For the first three hours, he’d kept himself alert. But now he was tired and his feet were getting cold. He put down the rifle, resting his head on his elbow, and closed his eyes
When he opened them again and looked at his watch, he saw a whole hour had passed. Cursing himself, he snatched up the rifle and switched on the night
scope. The deer hadn’t been touched. But as he panned a fraction to the right Lovelace saw a shadow step right into his invisible spotlight of green.
There were two of them, three now, four. Trotting in single file around a bend in the trail, their eyes glowing as though there were a phantom fluorescence burning in their skulls. The one in front must be almost white, he figured, though in the scope it looked a kind of milky green. From its size and prime position and from the height of its tail, Lovelace guessed it was the alpha female. He could see the collar on her neck and on the neck of the one behind her too. The other two were slighter, not quite full-grown.
Lovelace’s heart started to thump. He couldn’t believe his luck. Silently, he slid the safety and switched on the laser sight.
According to Calder, there were eight in the pack, so he kept his eyes on the bend of the trail, waiting for the others to show. But they didn’t. It was unusual, he thought, for them all not to be hunting together, but at least he had two to go for. He was going to leave the collared wolves until he’d killed all the others. So long as their signals kept chiming, the woman would likely think the whole pack was okay. Also - if he could only find the damned frequencies - they could lead him to the others.

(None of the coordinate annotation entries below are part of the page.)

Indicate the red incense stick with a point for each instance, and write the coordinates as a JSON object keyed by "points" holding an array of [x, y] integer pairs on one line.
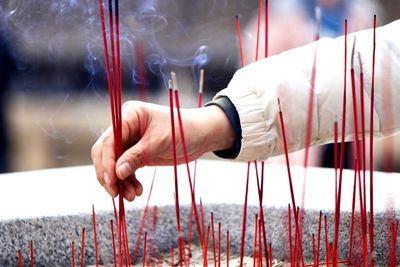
{"points": [[19, 258], [260, 203], [206, 246], [227, 248], [178, 217], [213, 239], [143, 220], [258, 27], [240, 41], [219, 244], [270, 254], [172, 257], [326, 240], [144, 250], [141, 71], [260, 254], [95, 236], [266, 28], [363, 155], [32, 259], [255, 239], [199, 104], [83, 248], [72, 254], [185, 153], [244, 216], [113, 243], [352, 217], [371, 152], [335, 155], [314, 250], [319, 236], [290, 236], [201, 85], [337, 208], [309, 122]]}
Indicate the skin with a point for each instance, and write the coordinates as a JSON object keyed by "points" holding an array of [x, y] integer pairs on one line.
{"points": [[146, 138]]}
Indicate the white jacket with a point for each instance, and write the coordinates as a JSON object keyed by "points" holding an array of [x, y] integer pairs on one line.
{"points": [[254, 91]]}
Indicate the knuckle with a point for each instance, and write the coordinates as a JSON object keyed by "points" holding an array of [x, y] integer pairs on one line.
{"points": [[136, 156], [94, 151]]}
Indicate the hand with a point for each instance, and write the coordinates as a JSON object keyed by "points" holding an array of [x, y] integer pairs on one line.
{"points": [[146, 139]]}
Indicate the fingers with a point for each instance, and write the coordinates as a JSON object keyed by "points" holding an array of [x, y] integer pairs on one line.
{"points": [[131, 160], [97, 156], [132, 188]]}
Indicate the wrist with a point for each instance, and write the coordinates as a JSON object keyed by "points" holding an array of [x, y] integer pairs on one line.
{"points": [[219, 132]]}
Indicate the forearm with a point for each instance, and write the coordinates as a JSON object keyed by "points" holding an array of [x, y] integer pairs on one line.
{"points": [[254, 91]]}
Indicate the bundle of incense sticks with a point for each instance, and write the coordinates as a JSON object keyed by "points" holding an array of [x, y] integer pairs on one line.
{"points": [[115, 92], [261, 248]]}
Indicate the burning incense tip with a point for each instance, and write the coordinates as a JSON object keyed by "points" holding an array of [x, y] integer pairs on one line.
{"points": [[201, 81], [174, 81]]}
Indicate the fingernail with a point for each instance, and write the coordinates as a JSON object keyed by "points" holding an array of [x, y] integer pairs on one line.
{"points": [[106, 178], [129, 195], [125, 170], [139, 189]]}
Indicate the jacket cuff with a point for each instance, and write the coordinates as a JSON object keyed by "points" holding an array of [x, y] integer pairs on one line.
{"points": [[254, 145], [231, 113]]}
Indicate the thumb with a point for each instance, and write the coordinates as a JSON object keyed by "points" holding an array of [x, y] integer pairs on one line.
{"points": [[131, 160]]}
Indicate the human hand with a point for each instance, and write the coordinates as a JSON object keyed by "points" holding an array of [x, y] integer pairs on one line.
{"points": [[146, 139]]}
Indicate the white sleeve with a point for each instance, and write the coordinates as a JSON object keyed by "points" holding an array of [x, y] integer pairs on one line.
{"points": [[254, 91]]}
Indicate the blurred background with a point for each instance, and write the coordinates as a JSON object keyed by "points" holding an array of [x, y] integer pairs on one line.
{"points": [[53, 88]]}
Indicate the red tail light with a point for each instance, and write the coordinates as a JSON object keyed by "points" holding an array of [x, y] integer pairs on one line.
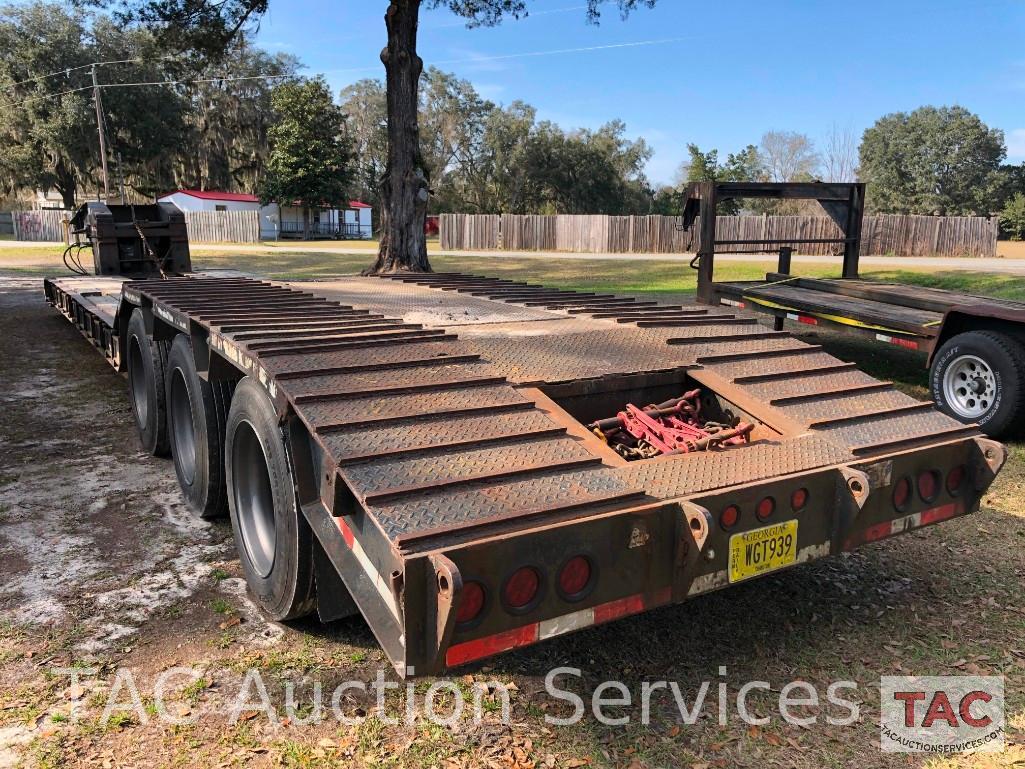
{"points": [[798, 499], [955, 480], [574, 577], [470, 603], [729, 517], [929, 485], [522, 589], [902, 494]]}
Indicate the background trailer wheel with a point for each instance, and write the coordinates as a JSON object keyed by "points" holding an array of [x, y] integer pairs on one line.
{"points": [[147, 360], [979, 376], [196, 414], [274, 540]]}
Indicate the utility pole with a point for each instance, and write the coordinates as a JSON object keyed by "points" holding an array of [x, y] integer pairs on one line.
{"points": [[103, 137], [121, 180]]}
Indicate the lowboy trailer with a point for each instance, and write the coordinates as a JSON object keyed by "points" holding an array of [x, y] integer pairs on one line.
{"points": [[974, 346], [456, 457]]}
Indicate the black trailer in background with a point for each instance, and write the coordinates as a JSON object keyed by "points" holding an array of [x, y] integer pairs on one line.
{"points": [[975, 346]]}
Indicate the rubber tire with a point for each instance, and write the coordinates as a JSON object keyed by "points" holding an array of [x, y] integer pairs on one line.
{"points": [[288, 591], [150, 372], [206, 493], [1007, 357]]}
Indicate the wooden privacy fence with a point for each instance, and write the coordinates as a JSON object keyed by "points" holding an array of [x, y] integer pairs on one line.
{"points": [[897, 234], [222, 227], [45, 225]]}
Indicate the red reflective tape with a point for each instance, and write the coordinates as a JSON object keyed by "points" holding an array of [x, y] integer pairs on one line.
{"points": [[621, 608], [485, 647], [939, 514], [346, 533], [908, 343]]}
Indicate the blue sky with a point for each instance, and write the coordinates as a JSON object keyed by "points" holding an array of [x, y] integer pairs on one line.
{"points": [[714, 74]]}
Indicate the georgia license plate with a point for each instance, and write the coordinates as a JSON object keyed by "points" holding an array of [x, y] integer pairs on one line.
{"points": [[762, 551]]}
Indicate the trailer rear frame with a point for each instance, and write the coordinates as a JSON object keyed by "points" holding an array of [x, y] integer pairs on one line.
{"points": [[423, 461]]}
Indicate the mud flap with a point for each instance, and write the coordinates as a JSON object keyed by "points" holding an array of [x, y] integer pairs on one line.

The wolves stopped now, where the trail dipped through a mound of willow scrub, about twenty yards downstream of the deer. The white one stood quite still with her nose raised and Lovelace worried that she might have picked up his scent on the wind. He settled the red dot of the laser on her chest. Maybe he should forget about the collar and take her now. Trouble was, the two uncollared wolves were largely masked by the willow. He’d only end up scaring them away. But now the white one was coming on again, more slowly, and the others followed.
It took her ten minutes of pacing to and fro along the bank to decide it was safe to cross the ice and water to the altar of rock where the deer lay. Lovelace could have shot them each a dozen times, but he waited and watched. He wanted them all on the carcass and to eat enough of it for anyone finding it to think they’d killed it.